4. It is directed toward behavior which the receiver can do something about. Frustration is only increased when a person is reminded of some shortcoming over which he has no control.

5. It is solicited, rather than imposed. Feedback is most useful when the receiver himself has formulated the kind of question which those observing him can answer.

6. It is well- timed. In general feedback is most useful at the earliest opportunity after the given behavior (depending of course on the person's readiness to hear it and receive support from others,etc.)

7. It is checked to insure clear communication. One way of doing this is to have the receiver try to rephrase the feedback he has received to see if it corresponds to what the sender had in mind.

8. When feedback is given in a process group, both giver and receiver have an opportunity to check with others in the group the accuracy of the feedback. Is this one man's impression or an impression shared by others?

Feedback is a way of giving help; it is a corrective mechanism for the individual who wants to learn how well his behavior matches his intentions; and it is a means for establishing one's identity - for answering - " Who Am I?"

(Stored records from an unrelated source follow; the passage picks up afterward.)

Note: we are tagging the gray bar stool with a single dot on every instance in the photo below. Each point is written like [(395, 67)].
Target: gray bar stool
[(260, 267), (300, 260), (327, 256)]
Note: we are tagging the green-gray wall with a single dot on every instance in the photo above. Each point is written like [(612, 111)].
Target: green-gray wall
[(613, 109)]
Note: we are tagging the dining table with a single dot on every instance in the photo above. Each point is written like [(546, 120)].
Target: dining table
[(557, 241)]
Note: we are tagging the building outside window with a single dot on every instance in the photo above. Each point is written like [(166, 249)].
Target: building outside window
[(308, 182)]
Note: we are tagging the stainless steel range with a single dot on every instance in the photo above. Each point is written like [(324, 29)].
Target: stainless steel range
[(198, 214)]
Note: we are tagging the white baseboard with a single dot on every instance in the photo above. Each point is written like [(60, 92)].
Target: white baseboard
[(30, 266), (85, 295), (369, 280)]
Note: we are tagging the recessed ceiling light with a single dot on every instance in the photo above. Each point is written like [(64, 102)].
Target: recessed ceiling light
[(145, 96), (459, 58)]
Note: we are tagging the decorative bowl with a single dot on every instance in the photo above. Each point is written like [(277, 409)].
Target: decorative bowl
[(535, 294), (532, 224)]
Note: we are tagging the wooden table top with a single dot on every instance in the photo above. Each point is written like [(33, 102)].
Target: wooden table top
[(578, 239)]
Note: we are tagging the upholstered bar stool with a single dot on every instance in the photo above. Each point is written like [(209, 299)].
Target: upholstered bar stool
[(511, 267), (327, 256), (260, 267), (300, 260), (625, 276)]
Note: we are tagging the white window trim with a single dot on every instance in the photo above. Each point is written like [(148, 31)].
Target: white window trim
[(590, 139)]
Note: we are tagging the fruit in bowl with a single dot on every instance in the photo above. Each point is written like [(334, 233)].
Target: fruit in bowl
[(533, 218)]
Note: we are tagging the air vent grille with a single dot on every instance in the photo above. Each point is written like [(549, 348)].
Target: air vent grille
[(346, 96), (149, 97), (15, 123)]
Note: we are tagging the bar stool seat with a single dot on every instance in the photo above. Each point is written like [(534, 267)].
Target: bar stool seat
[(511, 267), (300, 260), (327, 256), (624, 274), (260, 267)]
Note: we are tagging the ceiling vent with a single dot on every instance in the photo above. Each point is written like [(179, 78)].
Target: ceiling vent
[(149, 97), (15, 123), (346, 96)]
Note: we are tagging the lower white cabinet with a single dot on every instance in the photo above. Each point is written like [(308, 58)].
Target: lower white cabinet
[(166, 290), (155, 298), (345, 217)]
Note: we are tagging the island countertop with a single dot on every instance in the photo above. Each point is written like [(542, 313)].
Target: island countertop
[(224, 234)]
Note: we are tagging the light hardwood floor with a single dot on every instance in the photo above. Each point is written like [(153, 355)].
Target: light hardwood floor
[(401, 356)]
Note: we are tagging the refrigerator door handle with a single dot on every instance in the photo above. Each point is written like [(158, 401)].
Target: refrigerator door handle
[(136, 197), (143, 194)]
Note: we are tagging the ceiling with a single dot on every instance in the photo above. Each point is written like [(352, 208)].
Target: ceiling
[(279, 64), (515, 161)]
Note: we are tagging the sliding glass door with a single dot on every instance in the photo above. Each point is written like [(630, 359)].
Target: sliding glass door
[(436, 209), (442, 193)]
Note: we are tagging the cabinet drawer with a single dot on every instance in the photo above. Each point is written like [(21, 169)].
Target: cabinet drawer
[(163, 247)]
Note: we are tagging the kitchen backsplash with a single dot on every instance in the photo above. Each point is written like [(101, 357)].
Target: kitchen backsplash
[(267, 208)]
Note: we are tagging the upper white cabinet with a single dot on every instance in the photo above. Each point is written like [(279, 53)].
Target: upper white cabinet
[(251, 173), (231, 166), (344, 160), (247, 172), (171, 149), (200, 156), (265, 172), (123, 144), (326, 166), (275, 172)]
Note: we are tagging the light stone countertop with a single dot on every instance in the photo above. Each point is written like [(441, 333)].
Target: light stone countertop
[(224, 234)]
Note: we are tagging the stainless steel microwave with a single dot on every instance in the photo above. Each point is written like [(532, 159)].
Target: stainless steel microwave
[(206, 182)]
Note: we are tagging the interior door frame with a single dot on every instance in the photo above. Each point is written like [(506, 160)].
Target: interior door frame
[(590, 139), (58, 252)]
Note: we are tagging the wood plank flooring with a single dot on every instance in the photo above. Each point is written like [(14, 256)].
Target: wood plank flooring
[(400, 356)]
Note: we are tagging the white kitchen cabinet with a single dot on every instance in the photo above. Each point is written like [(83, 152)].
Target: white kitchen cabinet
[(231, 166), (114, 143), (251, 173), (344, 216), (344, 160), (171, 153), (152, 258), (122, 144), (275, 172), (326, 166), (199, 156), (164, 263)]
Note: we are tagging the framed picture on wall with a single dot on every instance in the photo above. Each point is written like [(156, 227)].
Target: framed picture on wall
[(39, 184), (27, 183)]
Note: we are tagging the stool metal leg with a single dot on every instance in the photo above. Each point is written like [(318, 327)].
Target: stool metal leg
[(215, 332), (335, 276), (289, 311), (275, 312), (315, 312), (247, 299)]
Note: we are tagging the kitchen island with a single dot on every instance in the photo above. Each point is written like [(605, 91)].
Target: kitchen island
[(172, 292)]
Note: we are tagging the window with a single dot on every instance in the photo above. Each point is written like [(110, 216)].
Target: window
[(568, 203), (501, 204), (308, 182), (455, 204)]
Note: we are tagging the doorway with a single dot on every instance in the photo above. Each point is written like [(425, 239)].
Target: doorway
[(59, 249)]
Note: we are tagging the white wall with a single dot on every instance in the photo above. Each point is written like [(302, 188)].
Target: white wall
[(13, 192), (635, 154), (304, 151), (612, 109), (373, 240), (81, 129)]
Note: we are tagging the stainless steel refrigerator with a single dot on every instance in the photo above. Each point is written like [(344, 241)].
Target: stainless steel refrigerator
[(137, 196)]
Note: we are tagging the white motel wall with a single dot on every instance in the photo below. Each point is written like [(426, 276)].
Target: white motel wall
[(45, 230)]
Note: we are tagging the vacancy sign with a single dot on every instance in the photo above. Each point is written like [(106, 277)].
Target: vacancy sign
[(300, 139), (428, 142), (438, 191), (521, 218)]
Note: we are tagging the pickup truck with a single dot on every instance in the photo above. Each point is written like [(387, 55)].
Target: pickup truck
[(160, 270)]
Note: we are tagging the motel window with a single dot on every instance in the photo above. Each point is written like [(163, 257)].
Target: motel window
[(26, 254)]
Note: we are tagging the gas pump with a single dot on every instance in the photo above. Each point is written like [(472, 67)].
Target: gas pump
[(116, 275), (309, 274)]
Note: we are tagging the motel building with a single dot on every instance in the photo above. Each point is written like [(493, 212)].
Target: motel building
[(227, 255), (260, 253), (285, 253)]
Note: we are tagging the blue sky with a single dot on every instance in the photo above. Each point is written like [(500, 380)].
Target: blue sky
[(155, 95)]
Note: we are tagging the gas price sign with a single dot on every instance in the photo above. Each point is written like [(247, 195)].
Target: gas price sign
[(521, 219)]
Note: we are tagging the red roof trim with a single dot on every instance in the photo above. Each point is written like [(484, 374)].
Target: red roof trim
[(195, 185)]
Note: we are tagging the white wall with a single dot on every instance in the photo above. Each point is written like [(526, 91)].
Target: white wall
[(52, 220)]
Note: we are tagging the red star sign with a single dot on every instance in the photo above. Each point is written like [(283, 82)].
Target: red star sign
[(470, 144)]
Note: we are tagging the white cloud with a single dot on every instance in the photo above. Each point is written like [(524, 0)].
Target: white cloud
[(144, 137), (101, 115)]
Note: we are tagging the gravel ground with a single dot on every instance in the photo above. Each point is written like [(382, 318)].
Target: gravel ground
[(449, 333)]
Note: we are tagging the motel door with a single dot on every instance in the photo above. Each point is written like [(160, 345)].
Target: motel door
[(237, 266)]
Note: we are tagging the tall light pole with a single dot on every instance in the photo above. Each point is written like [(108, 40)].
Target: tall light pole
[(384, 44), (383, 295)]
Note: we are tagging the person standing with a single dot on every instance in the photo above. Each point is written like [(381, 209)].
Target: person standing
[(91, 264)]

Confrontation: A way of speaking to offensive behavior (from one's own perception) ; it is not to be done without first establishing a caring heart for that person. It needs to be "invited".

A POCKETFUL OF APHORISMS
(E. JAMES ANTHONY)

1. "If you look after the group, the individual will look after himself."

2. " A group can only develop as far as the neurosis of the therapist."

3. "The group has no childhood, for which the group therapist can be eternally grateful."

4. " The group is more than the sum of the members, but less than the most insignificant member."

5. " The group's occupation is itself, but the therapist's occupation is the group and not himself."

6. "Therapy begins when talk runs out and silence falls and the members really take a look at each other."

7. "All men are patients to some extent, including the therapist, but some are more so than others."

8. And last, " Every therapist gets the group he deserves."

These are not enough with which to run a group, but they are enough to stop you from forgetting about the group.